CD is one of the most common diseases in Western medicine.  However, due to the wide variance in presentation, many clinically affected cases are not tested for this treatable condition.  Reliable serologic testing permits cost-effective, noninvasive screening of large numbers of individuals who previously may not have been candidates for endoscopy.  Because of dramatic improvements in EIA testing for CD, Warde Medical Laboratory recommends that individuals suspected of having CD be tested with a panel of: IgG and IgA anti-tTG and IgG and IgA anti-dGli.

Further Reading

  • Dieterich W. et al. Identification of tissue transglutaminase as the autoantigen of celiac disease.  Nature Medicine. 3:797-801, 1997.
  • Goeken JA, Kingery JD. Laboratory recognition of celiac disease/gluten-sensitive enteropathy. CAP Participant Summary, 2007 CES-A.
  • Green PH, et al. Celiac Disease. N Engl J Med 357:1731-42, 2007.

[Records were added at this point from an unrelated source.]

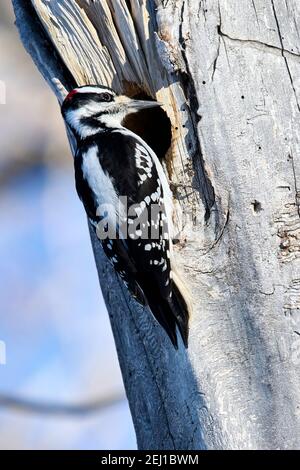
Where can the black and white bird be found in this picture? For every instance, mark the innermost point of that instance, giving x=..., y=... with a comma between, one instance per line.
x=126, y=195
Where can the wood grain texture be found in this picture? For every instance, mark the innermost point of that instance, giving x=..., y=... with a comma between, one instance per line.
x=227, y=72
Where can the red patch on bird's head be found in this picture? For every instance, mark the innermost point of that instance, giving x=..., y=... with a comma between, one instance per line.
x=71, y=94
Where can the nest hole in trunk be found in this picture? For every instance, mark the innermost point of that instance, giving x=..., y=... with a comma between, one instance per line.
x=152, y=125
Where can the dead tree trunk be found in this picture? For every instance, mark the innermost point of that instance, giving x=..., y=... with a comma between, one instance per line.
x=227, y=72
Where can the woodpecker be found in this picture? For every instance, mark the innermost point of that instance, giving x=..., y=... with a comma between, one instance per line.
x=126, y=196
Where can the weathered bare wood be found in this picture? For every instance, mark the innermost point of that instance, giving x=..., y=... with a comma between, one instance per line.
x=228, y=75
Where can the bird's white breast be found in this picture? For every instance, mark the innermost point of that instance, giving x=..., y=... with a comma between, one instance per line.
x=101, y=185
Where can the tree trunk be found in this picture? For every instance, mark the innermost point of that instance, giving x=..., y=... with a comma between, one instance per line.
x=227, y=72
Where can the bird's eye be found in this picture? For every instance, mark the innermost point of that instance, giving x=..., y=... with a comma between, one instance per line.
x=106, y=97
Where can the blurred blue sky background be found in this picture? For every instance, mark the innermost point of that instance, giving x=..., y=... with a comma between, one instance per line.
x=59, y=345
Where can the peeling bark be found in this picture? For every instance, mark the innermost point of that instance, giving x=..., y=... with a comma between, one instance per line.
x=228, y=74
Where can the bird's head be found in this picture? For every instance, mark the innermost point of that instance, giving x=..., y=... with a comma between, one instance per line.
x=90, y=109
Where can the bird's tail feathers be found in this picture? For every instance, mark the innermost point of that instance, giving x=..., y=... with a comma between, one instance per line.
x=174, y=311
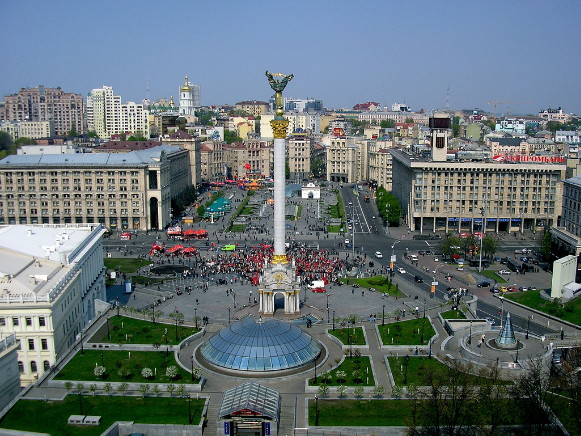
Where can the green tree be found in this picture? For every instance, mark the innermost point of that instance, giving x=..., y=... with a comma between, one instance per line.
x=489, y=245
x=23, y=141
x=231, y=136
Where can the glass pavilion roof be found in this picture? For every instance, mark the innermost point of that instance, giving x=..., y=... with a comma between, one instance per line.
x=257, y=345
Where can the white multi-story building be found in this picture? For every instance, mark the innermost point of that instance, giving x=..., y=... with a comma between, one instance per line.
x=52, y=279
x=107, y=116
x=189, y=98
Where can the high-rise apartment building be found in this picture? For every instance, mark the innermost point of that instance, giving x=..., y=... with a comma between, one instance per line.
x=189, y=98
x=64, y=109
x=107, y=116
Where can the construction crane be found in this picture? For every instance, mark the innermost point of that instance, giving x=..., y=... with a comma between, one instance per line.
x=496, y=103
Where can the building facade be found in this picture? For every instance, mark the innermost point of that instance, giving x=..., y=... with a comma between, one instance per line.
x=118, y=190
x=64, y=109
x=107, y=116
x=52, y=277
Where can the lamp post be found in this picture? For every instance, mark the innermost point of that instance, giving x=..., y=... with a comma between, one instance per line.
x=423, y=322
x=316, y=410
x=189, y=409
x=192, y=360
x=406, y=360
x=528, y=325
x=383, y=315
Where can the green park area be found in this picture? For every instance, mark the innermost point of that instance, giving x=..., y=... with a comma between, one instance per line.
x=51, y=416
x=569, y=311
x=125, y=330
x=416, y=331
x=125, y=366
x=353, y=371
x=453, y=314
x=353, y=336
x=400, y=413
x=378, y=283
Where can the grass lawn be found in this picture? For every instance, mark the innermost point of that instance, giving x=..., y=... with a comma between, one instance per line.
x=82, y=366
x=52, y=416
x=406, y=332
x=493, y=276
x=349, y=365
x=342, y=334
x=361, y=413
x=453, y=314
x=379, y=283
x=570, y=311
x=126, y=265
x=124, y=330
x=384, y=413
x=417, y=367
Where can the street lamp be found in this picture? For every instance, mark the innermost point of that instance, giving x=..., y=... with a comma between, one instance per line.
x=406, y=360
x=316, y=410
x=528, y=325
x=383, y=315
x=192, y=360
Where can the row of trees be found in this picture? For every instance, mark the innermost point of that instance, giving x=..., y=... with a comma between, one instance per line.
x=388, y=206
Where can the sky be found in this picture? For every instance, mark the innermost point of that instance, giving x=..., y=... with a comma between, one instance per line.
x=523, y=55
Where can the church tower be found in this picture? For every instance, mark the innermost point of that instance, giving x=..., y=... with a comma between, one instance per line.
x=189, y=98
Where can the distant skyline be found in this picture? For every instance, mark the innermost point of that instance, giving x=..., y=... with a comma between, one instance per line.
x=523, y=54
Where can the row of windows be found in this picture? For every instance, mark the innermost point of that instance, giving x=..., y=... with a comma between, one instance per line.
x=33, y=366
x=27, y=321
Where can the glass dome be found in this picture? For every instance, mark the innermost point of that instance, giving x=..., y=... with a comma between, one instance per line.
x=257, y=345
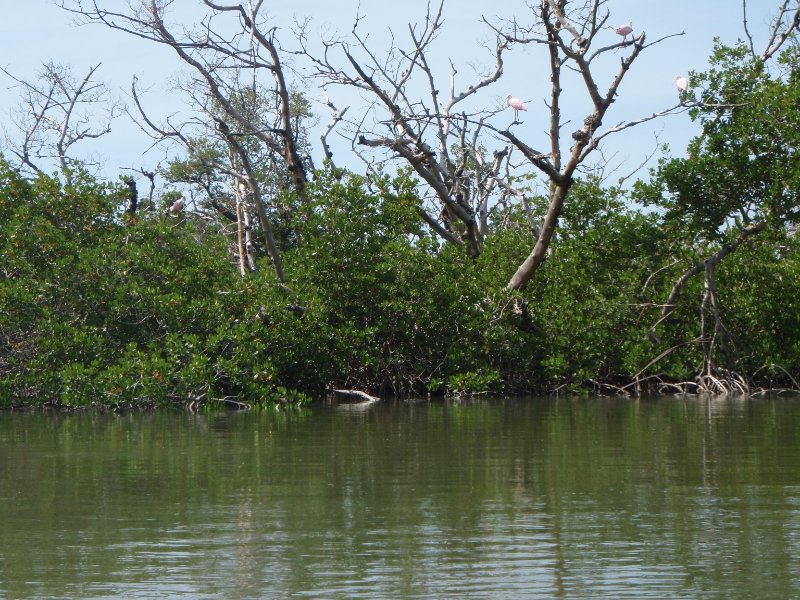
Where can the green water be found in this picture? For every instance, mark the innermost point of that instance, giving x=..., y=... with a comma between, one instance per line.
x=533, y=498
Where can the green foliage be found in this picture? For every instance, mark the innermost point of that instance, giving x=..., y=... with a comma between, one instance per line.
x=99, y=310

  • NIH Consensus Conference on Celiac Disease. Gastroenterol. 128, no. 4, Suppl 1, 2005.
  • Prause C. et al. Antibodies Against Deamidated Gliadin as New and Accurate Biomarkers of Childhood Coeliac Disease. J Ped Gastroenterol Nutrition: 49:52-58, 2009.
  • Prause, C et al. “Give us this day our daily breat”—evolving concepts in Celiac Sprue. Arch Pathol Lab Med 132:1594-9, 2008.
  • Ludvigsson FJ et al. Small-intestinal histopathology and mortality risk in celiac disease. JAMA 302:1171-8, 2009.
  • Celiac Sprue Association Website http://www.csaceliacs.org/celiac_symptoms.php
  • National Digestive Disease Information Clearinghouse (A Service of NIH) http://digestive.niddk.nih.gov/ddiseases/pubs/celiac/
  • C. Robert Dahl, MD, "Celiac Disease: The Great Mimic Presentation," CSA Annual Conference, September 2000.
  • Scoglio R, et al. Is intestinal biopsy always needed for diagnosis of celiac disease? Am J Gastroenterol 98:1325-31, 2003.
  • Villalta D et al. IgG antibodies against deamidated gliadin peptides for diagnosis of celiac disease in patients with IgA deficiency. Clin Chem 56:464-8, 2010.